Due to his increasing difficulties with U.S. policy in Vietnam, Miller left the State Department after three years in Washington. "I didn't want to be part of the policy," he says.
Miller left the executive branch for Congress where he served as special assistant to former Sen. John Cooper, working on efforts to halt the production of anti-ballistic missiles, the SALT I negotiations, and other foreign policy questions.
Miller describes himself as a strong advocate of Congressional participation in foreign policy decision-making. "Nowhere in the Constitution does it say that foreign affairs and defense are the sole perogative of the President," Miller says.
In the post-war period, policy making was left to the President, and Congress was involved only as an "afterthought," Miller says.
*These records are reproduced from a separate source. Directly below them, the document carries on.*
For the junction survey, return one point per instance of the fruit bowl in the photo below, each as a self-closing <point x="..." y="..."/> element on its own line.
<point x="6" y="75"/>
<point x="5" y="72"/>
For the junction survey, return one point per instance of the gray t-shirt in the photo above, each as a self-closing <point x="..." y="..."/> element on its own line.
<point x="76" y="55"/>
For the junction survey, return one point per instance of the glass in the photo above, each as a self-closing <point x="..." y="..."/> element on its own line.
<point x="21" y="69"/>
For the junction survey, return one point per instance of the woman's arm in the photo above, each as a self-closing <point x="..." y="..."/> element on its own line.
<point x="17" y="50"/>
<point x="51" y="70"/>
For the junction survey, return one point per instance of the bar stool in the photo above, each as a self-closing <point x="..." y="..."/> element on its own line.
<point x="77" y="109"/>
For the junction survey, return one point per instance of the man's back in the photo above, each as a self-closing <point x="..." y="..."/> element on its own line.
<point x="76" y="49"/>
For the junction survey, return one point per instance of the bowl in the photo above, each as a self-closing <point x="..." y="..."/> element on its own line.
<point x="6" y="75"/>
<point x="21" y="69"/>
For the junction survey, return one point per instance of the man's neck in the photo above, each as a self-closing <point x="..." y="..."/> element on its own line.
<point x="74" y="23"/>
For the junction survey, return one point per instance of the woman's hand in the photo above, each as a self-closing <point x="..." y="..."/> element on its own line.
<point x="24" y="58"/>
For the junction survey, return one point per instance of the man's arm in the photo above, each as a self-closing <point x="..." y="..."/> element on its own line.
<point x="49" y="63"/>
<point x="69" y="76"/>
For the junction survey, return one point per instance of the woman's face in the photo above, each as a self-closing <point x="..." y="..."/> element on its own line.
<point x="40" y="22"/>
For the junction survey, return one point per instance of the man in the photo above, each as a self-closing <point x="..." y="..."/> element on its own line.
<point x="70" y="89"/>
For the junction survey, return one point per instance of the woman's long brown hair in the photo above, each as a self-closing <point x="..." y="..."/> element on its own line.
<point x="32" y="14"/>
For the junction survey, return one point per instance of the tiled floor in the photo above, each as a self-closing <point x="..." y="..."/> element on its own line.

This system went "unquestioned when it appeared things were successful" but was reexamined in light of the Vietnam experience, he says.
Miller was a part of this examination as a staff member of the bipartisan Emergency Powers Committee from 1972 to 1974. The committee found that over 2000 statutes unconstitutionally delegated powers to the President.
"The top leaders in Congress have far more experience than any president" in foreign policy, and Congressional participation is necessary for democratically decided policy, Miller says.
But the Executive branch's monopoly on secret information gives it a great edge, says Miller. As staff director of the Senate Select Committee on Intelligence chaired by former Sen. Frank Church, Miller was involved in Congress' post-Vietnam, post-Watergate investigation of the role of secrecy in a democracy.
The committee's investigations revealed that the FBI and CIA were hiring "racketeers and gangsters to carry out covert activities" and found that the FBI had assigned agents to civil rights leader Martin L. King Jr., Miller says.
The investigations resulted in guidelines for covert activities, the establishment of Congressional oversight of the CIA and Congressional access to secret information.
Miller says that Congressional access to secret information was an important step toward full participation in policy making. "Though there is a risk of disclosure this is a risk worth taking," he adds.